Im Gegensatz zum unpersönlichen Instanzenzug der modernen 'Fachbürokratie' sieht Weber einen standesethischen 'Personalismus' in der chinesischen Beamtenregierung. Insofern ist dieser Typus nach ihm blosses ‚Patrimonialbeamtentum’, weil dieser Herrschaftstypus in der Gebundenzeit durch traditionelle Autoritätsverhältnisse steht. Er charakterisiert die Herrschaftsstruktur im traditionellen 'Patrimonialbeamtentum' nach der abendländischen Vorstellung von Herr und Knecht, Befehlender und Gehorchender, Herr und Untertan.

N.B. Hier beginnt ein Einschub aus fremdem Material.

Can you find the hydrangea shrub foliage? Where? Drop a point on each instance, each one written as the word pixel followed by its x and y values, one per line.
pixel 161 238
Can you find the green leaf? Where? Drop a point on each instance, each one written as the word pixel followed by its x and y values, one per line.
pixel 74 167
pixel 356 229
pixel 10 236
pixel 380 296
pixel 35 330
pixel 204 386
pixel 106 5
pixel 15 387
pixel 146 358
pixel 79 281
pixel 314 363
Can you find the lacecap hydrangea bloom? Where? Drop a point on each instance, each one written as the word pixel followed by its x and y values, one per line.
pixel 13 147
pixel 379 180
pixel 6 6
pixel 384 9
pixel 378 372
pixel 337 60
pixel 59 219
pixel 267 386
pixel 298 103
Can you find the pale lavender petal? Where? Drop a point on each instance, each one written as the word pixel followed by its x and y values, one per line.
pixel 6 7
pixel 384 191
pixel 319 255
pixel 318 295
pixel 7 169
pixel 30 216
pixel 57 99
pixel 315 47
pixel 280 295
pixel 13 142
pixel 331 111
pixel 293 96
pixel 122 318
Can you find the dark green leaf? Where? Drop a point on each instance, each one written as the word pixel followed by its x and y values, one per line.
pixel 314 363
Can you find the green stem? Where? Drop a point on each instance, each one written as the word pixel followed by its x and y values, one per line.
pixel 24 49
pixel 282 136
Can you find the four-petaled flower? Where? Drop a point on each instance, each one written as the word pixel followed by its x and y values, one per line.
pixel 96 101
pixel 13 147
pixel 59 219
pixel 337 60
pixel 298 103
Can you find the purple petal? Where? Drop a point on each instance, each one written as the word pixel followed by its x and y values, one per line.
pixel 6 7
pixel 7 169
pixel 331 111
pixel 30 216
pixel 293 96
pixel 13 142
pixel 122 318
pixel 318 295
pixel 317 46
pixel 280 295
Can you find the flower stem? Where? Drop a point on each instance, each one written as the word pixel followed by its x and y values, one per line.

Weber analysiert die traditionale Gesellschaft, d.h. die 'nichtlegitime Herrschaft' (Stadt). Er unterscheidet die Stadt vom Dorf so : "Bauern wohnten zahlreich in den Städten, dies also meist 'Ackerbürgerstädte' waren, so besteht nur der verwaltungstechnische Unterschied : Stadt gleich Mandarinensitz ohne Selbstverwaltung. Dorf gleich Ortschaft mit Selbstverwaltung ohne Mandarinen". Aus der blossen 'Verwaltungstadt' folgert Weber eine politische Bedeutung, die sich von den okzidentalen Städten unterscheidet : "Der Grundgegensatz der chinesischen, wie aller orientalischen, Städtebildung gegen den Okzident war das Fehlen des politischen Sondercharakters der Stadt. Die Städte im Okzident könnten die Grundlage für eine 'bürgerliche Demokratie' schaffen. Diese freie Atmosphäre der Stadt besonders im bürgerlichen Zeitalter ermöglichten die Rationalisierung des Privatrechtsverkehrs und die Institutionalisierung der Öffentlichkeit". Den ganz anderen Entwicklungsweg der Städte in der traditionalen asiatischen Gesellschaft erklärt Weber aus der wichtigsten Tatsache, dass die ‚totemistische, ahnenkultische und kastenmässige Klammer der Sippenverbände’ die Stadt mit dem Land eng verbindet. Trotz der Zunft- und Gildewesen in diesen traditionalen Städten scheitert die Stadtbildung an der Unfähigkeit, ein Bürgertum zu etablieren : einmal an der politisch beschränkten Selbständigkeit und zum andern an der engen Verbundenheit von Stadt und Land.